Moiré

Author

Flip Phillips

Moiré patterns are interference patterns that can occur when two grids or sets of lines are overlaid at an angle or when they have slightly different spacing. These patterns are often seen in various fields such as imaging, printing, and signal processing.

In Virtual Production, moiré is primarily a problem due to the sensor grid of the camera sampling the rather narrow beams emitted from the LEDs of the LED wall. In practice, it is impossible to perfectly align the sensor grid with the wall’s LED grid. Thus, when the sampling and the LED beams are not aligned, moiré patterns appear.
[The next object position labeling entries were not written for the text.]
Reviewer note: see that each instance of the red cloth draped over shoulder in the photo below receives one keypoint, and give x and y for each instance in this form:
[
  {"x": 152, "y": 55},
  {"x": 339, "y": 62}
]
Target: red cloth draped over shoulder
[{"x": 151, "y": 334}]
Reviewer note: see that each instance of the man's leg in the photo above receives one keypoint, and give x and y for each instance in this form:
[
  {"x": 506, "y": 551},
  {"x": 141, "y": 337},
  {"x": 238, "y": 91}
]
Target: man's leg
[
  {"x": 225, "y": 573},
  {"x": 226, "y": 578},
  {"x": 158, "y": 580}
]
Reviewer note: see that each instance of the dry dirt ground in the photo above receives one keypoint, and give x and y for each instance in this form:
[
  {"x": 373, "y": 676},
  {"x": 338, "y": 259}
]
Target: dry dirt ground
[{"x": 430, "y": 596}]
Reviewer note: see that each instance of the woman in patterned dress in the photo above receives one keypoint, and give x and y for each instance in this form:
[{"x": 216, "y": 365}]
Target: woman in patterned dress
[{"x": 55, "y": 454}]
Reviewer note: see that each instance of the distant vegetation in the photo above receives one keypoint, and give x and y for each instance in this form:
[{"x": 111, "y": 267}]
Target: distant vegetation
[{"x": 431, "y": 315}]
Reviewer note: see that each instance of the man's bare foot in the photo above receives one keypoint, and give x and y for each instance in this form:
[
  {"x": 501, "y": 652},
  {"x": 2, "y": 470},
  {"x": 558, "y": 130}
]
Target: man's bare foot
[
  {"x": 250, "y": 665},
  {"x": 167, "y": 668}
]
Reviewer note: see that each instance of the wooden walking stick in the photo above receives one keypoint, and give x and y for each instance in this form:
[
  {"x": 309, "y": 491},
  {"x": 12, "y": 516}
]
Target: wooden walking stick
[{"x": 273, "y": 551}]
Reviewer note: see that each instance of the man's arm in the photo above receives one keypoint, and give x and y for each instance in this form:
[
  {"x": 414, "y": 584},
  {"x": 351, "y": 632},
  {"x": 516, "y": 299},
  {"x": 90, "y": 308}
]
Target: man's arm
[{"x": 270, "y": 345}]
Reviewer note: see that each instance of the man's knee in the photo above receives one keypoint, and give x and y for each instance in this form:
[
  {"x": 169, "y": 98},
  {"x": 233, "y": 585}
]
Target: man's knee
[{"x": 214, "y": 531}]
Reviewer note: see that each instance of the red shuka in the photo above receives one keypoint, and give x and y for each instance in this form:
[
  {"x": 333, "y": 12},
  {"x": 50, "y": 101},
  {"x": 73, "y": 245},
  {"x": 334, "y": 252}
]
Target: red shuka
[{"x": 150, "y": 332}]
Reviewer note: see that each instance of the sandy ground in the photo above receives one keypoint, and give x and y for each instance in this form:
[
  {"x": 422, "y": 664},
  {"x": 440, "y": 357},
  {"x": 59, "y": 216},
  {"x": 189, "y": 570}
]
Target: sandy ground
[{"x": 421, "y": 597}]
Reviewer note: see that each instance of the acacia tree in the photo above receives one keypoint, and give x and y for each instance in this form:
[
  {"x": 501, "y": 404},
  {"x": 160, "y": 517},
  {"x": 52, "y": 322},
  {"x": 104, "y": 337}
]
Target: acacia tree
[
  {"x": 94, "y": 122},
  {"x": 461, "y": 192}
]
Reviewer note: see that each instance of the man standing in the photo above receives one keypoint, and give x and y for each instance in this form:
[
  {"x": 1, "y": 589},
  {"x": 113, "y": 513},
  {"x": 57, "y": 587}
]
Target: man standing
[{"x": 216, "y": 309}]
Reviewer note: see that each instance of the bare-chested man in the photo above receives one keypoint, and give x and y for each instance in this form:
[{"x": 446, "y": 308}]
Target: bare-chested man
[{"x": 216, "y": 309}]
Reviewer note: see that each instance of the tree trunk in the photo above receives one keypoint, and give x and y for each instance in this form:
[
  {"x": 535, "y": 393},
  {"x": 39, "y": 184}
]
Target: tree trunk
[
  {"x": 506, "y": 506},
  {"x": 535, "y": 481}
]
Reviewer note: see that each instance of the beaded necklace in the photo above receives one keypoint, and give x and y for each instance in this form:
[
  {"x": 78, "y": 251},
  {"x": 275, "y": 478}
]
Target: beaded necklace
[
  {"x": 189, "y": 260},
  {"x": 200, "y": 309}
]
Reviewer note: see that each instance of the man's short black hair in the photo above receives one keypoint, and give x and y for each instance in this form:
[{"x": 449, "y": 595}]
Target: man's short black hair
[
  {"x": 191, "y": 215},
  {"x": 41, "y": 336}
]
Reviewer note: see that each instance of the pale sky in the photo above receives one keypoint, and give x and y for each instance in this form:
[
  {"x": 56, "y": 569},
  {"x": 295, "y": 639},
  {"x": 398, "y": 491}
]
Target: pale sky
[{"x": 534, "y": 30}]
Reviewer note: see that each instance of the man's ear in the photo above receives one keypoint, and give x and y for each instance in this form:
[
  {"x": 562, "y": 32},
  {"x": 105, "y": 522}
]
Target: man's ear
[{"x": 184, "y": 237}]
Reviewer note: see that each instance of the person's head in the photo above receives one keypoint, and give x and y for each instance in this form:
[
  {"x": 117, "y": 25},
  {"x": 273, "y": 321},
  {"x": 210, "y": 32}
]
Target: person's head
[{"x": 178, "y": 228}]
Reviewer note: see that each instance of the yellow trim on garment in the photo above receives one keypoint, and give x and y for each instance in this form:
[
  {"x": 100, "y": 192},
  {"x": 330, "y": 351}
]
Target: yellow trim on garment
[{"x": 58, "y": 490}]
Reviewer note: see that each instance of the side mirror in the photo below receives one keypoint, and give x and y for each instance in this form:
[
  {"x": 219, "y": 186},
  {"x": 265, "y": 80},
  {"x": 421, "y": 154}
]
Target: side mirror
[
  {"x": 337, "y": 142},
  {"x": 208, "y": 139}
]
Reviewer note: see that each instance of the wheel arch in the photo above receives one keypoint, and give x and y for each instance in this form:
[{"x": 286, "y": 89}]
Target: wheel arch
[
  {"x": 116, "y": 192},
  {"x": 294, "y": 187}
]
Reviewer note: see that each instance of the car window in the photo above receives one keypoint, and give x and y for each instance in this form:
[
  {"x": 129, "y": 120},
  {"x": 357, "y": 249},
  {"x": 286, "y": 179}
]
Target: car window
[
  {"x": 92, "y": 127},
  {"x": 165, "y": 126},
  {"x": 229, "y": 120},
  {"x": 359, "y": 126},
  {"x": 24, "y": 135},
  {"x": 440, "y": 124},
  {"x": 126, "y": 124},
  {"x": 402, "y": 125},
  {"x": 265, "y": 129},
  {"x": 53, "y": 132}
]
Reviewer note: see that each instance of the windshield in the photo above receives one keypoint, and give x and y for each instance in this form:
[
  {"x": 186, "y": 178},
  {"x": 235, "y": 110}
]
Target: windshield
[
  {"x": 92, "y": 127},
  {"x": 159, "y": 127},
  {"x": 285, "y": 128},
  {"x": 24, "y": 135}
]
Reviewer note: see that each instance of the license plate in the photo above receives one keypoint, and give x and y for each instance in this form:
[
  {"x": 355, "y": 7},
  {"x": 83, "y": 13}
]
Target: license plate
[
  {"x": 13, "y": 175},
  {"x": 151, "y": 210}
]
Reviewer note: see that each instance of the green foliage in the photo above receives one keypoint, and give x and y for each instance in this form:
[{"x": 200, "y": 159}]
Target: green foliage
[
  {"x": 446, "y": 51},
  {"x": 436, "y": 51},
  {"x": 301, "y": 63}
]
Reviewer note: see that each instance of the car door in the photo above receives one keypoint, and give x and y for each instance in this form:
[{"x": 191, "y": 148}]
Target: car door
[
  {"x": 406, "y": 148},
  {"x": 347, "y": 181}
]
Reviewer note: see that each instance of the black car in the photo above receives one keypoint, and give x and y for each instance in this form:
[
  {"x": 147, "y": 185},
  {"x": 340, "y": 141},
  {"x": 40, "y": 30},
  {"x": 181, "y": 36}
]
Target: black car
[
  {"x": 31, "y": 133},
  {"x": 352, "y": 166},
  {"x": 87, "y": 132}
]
Figure 1: An example of moiré patterns from a simulation of an LED wall sampled by a camera sensor grid. This example assumes that the camera and LED wall are perfectly fronto-parallel but mismatched, spatially. Thus, the moiré patterns are due to the spatial aliasing effect.

Causes

  • Aliasing: When a signal is sampled at a rate that is insufficient to capture the changes in the signal (e.g., below the Nyquist rate), aliasing occurs. This can create moiré patterns in the sampled signal.
  • Interference: When two periodic signals with slightly different frequencies are combined, the resulting signal can show moiré patterns due to the interference between the two frequencies.
  • Spatial Sampling: In imaging, when a high-frequency pattern is sampled by a sensor with a lower resolution, moiré patterns can appear due to the mismatch between the pattern frequency and the sensor resolution.

A Simple Demo

Interactive Demo

Explore the moiré simulator below, change the spacing and angles.

If the embed doesn’t load, open the demo in a new tab: wolframcloud.com/obj/01114563-989f-47dc-91ae-7c7da44c97a0

In digital imaging, if you photograph a finely patterned fabric, the camera’s sensor grid may interfere with the fabric’s pattern, creating visible moiré patterns in the image. This is due to the spatial aliasing effect. Understanding and mitigating moiré patterns is important in various applications to ensure accurate representation and analysis of signals and images.

Mitigation

The typical approach to mitigating moiré patterns in virtual production is to —

  • Adjust the camera angle or distance to the LED wall to minimize the interference between the sensor grid and the LED grid. Usually, the camera has to be positioned at a distance proportional to the LED pitch. The further apart the LEDs are, the further the camera needs to be from the wall to avoid problems.

  • Adjust the subject-wall distance accordingly. If the subject is too close to the display the moiré patterns will be more pronounced as well as sampling artifacts will be compounded by the subject’s masking off parts of the LED grid. In our particular studio case, the subject should be at least 2 meters away from the wall.

  • Almost always a bit of defocus is in order to blur the LED grid. Pay attention to your depth of field.

  • Buy a wall with a higher resolution LED grid to reduce the likelihood of moiré patterns.

Side Note: Marroquin Patterns

José Luis Marroquín’s (1976) dissertation http://books.google.com/books?id=KPm_GwAACAAJ was on the human perception of structure in these sorts of patterns. I have always found them aesthetically interesting as well as a great example of how our visual system can recognize the higher level structure in these images - here created with just three overlaid grids.

Figure 2: José Luis Marroquín’s (1976) dissertation on the human perception of structure in these sorts of patterns.

Your brain really really tries hard to ‘see’ structure in the visual world. Here, the structure is at a lower spatial frequency than the causal patterns. In this case, your visual system seems to prioritize the lower-frequency, structured ‘aliasing’ over the higher-frequency, causal patterns.